Cyprien, un magicien, consacré dès l’enfance à Apollon et voué au culte des divinités de la Grèce, acquiert toutes les sciences, dans ses voyages en Phrygie, en Égypte, en Chaldée. Il connaît la vertu des plantes et les maladies, et tout ce que le serpent diapré, prince du monde, oppose aux décisions de Dieu ; il sait discerner la voix des morts au fond des sépulcres et le chant des sphères, il pénètre dans la région des métamorphoses, assiste à l’accouplement monstrueux de l’esprit de ténèbres avec les dragons, d’où naissent les passions et les crimes de la terre. Il voit face à face Satan lui-même qui l’éblouit de ses trompeuses images. À Antioche, toutes les femmes tombent victimes de ses sortilèges, hormis Justine, qu’il aime éperdument. En vain il lui envoie les démons pour la tenter, car il a fait un pacte avec le diable. Elle est sauvée grâce à la vertu du signe de croix. Vaincu à son tour par la croix, Cyprien confesse des crimes si énormes qu’il désespère de son salut. Mais le prêtre Eusèbe le console et lui rappelle l’infinie miséricorde de Dieu. De persécuteur, le magicien devient chrétien fervent ; il brûle ses livres de magie (τὰς βίϐλους τοῦ διαϐόλου). Les prêtres en procession chantent Alléluia. Sainte Justine, en signe d’allégresse, coupe ses beaux cheveux, elle fait le salut de Cyprien, son ami chaste, qui devient prédicateur, et couronne sa conversion par le martyre.
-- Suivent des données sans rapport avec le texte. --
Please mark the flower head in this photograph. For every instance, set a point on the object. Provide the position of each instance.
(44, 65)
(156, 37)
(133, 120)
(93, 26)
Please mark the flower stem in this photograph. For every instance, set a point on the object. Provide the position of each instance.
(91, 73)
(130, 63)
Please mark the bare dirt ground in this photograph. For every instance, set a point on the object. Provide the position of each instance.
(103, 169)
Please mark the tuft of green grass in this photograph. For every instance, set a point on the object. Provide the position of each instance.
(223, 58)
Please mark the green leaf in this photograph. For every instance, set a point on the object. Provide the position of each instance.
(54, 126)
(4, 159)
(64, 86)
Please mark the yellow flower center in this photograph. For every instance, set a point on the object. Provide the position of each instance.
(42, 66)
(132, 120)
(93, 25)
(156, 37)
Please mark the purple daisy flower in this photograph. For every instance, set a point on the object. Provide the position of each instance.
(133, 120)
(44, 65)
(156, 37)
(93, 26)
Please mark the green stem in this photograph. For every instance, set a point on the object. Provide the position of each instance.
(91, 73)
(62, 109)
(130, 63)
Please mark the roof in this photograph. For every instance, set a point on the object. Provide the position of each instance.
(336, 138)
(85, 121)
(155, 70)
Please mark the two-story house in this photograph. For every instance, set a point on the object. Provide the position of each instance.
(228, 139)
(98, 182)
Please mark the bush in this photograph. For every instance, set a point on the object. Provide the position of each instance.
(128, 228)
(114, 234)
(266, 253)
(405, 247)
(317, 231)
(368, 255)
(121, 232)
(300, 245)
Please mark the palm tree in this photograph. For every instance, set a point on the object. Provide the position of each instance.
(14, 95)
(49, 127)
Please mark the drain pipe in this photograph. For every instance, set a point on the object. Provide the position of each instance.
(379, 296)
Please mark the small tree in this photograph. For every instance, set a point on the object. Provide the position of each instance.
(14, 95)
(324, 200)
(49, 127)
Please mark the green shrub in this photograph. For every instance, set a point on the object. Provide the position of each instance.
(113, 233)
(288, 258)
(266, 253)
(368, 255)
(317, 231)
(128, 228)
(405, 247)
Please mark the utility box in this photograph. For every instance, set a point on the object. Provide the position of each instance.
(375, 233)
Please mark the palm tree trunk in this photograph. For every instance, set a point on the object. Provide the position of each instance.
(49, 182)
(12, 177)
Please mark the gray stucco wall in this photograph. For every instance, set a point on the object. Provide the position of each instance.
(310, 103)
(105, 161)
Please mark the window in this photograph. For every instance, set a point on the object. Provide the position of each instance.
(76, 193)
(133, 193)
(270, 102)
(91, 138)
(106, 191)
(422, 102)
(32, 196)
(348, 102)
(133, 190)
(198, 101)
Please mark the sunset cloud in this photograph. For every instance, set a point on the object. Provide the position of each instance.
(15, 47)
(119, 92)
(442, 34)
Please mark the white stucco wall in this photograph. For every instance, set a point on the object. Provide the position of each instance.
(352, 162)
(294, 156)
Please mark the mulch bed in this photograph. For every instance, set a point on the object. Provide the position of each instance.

L’impératrice Eudocie mourut à Jérusalem vers l’an 460. À ses derniers momens, elle témoigna encore de son innocence et de l’injustice des soupçons qui avaient causé la mort de Paulinus. Elle mourut consolée par la foi catholique. Contre la vieillesse défaillante, l’amère solitude, le paganisme n’avait ni secours, ni consolations ; il abandonnait l’homme au jour de l’impuissance, à l’heure de l’agonie.

Telle fut la destinée d’Athénaïs : l’aimable Athénienne nous apparaît à travers ce récit comme une ombre aux traits fins et rigides, détachée d’une mosaïque byzantine. M. Gregorovius lui rend un semblant de vie par la grâce du style et la couleur des descriptions, mais les pensées qu’il prête à cette impératrice du Ve siècle sont celles d’un Allemand érudit et lettré du XIXe, qui a cherché à peindre dans une figure plus symbolique qu’historique l’antithèse d’Athènes et de Jérusalem, de l’Acropole et du saint sépulcre.


J. Bourdeau.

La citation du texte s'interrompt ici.